After trial, for the first time, the defendants asserted that Kim had failed to exhaust her administrative remedies — including filing claims with FEHA against both defendants, and alleging the particulars that were the basis for her court claims. The court of appeal made pretty quick work of that one, since the plaintiff had in fact filed a complaint and received a right to sue letter from the DFEH. But defendants wouldn’t give up, asserting (ironically only after completion of the trial) a technical argument that Kim had to prove during trial that verified administrative complaints were filed with DFEH against both defendants with all claims raised in the lawsuit specified in those administrative complaints — or the court lacked subject matter jurisdiction to decide the case.  The court was unimpressed:

“jurisdictional prerequisite” does not mean subject matter jurisdiction in the context of exhaustion of administrative remedies.  The concept of jurisdiction embraces a large number of ideas of similar character, some fundamental to the nature of any judicial system, some derived from the requirement of due process, some determined by the constitutional or statutory structure of a particular court, and some based upon mere procedural rules originally devised for convenience and efficiency, and by precedent made mandatory and jurisdictional. Although earlier cases tended to view the exhaustion doctrine as invalidating a court’s subject matter jurisdiction, thus allowing a defendant to raise it at any time, later cases have generally concluded a defendant waives the defense by failing to timely assert it. The administrative exhaustion requirement does not implicate the court’s subject matter jurisdiction.  It is “jurisdictional” in the sense only that a court’s failure to apply the rule is judicial error and can be corrected by issuance of a writ of prohibition….

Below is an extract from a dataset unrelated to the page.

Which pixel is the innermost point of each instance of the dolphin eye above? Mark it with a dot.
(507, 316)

It would be grossly unfair to allow a defendant to ignore this potential procedural defense at a time when facts and memories were fresh and put a plaintiff to the time and expense of a full trial, knowing it could assert the failure to exhaust administrative remedies if it received an adverse judgment.

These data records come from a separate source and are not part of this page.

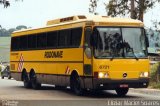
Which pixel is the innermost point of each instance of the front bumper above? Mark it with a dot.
(110, 84)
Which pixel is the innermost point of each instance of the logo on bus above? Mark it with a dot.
(53, 54)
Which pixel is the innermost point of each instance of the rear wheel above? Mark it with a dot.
(26, 81)
(122, 91)
(9, 77)
(76, 85)
(2, 77)
(34, 82)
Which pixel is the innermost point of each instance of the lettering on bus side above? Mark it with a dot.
(53, 54)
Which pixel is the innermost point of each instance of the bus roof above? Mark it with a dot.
(96, 19)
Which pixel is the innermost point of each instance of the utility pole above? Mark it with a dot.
(133, 12)
(141, 10)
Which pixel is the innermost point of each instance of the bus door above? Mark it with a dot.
(87, 59)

The court also rejected defendants’ attempts to game the system — by raising their defense after trial but holding the plaintiff to only the evidence introduced during trial:

Defendants seek to have it both ways by claiming they can raise exhaustion at any time but the evidence of exhaustion should be limited to that submitted at trial.  If it truly is a question of subject matter jurisdiction, the trial court could — and this court can — reasonably rely on the materials submitted by plaintiff in her opposition to defendants’ posttrial motion to decide the issue.  By arguing otherwise, defendants conflate the question of whether sufficient evidence was admitted at trial to find in plaintiff’s favor on the elements of her FEHA claims with the question of whether subject matter jurisdiction existed at trial and now exists on appeal.

In other words, what’s sauce for the goose is sauce for the gander. If the defendants can introduce evidence on a “jurisdictional” defense after trial, the plaintiff can rebut it with evidence after trial.

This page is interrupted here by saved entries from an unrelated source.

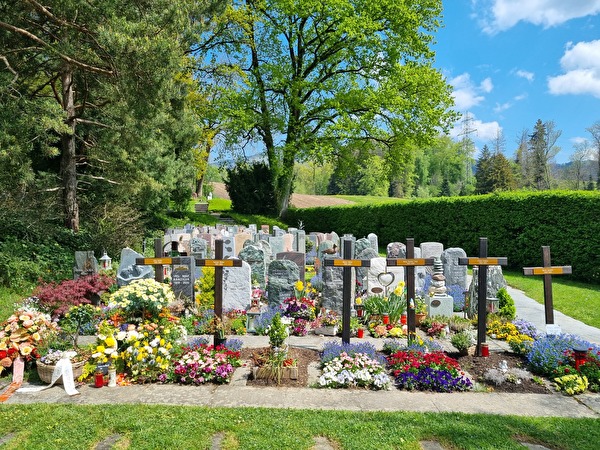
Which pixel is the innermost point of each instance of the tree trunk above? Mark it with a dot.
(68, 163)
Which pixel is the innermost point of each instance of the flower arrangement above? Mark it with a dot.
(149, 350)
(437, 329)
(499, 329)
(431, 371)
(526, 328)
(520, 344)
(57, 298)
(301, 305)
(333, 349)
(21, 334)
(358, 370)
(548, 352)
(462, 341)
(142, 299)
(572, 384)
(199, 364)
(299, 327)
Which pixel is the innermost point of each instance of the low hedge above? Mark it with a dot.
(517, 225)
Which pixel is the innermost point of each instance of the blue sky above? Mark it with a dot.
(512, 62)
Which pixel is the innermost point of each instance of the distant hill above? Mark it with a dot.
(298, 200)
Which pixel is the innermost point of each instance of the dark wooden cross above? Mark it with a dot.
(409, 263)
(218, 263)
(347, 264)
(483, 261)
(547, 270)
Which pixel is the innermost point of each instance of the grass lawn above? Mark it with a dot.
(44, 426)
(575, 299)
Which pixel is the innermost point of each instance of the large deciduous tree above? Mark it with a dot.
(94, 83)
(316, 76)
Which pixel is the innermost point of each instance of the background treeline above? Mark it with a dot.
(517, 225)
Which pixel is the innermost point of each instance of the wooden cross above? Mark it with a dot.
(347, 264)
(483, 261)
(547, 270)
(409, 263)
(218, 263)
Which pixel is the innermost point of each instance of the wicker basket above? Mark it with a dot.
(45, 371)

Finally, the court reminded employers that while small employers (fewer than five employees) escape some of California’s anti-discrimination laws, liability for sexual harassment isn’t one of them. The court reaffirmed that under both FEHA and the California Constitution an employer will be liable for harassment and wrongful termination even if there is only one employee.

Much of the reason behind the Kim case seems to turn on the gamesmanship of the defendants. It’s hard to argue that they weren’t trying to pull a fast one here. But the opinion will probably have a more direct, and substantive, impact on the exhaustion of remedies issue. If plaintiffs bear any burden beyond showing that they made claims against all defendants and received right-to-sue letters, it is pretty minor. After Kim, defendants asserting that administrative remedies were not properly exhausted will be well advised to assert as much and be ready to prove it, well before trial begins, at the risk of a potential waiver if they do not. That sounds like it’s defendants’ burden of proof, not plaintiffs’. If you’re going to assert it, at least have the guts to say so.

But I suppose if that’s all you’ve got, you’re in some deep trouble anyway.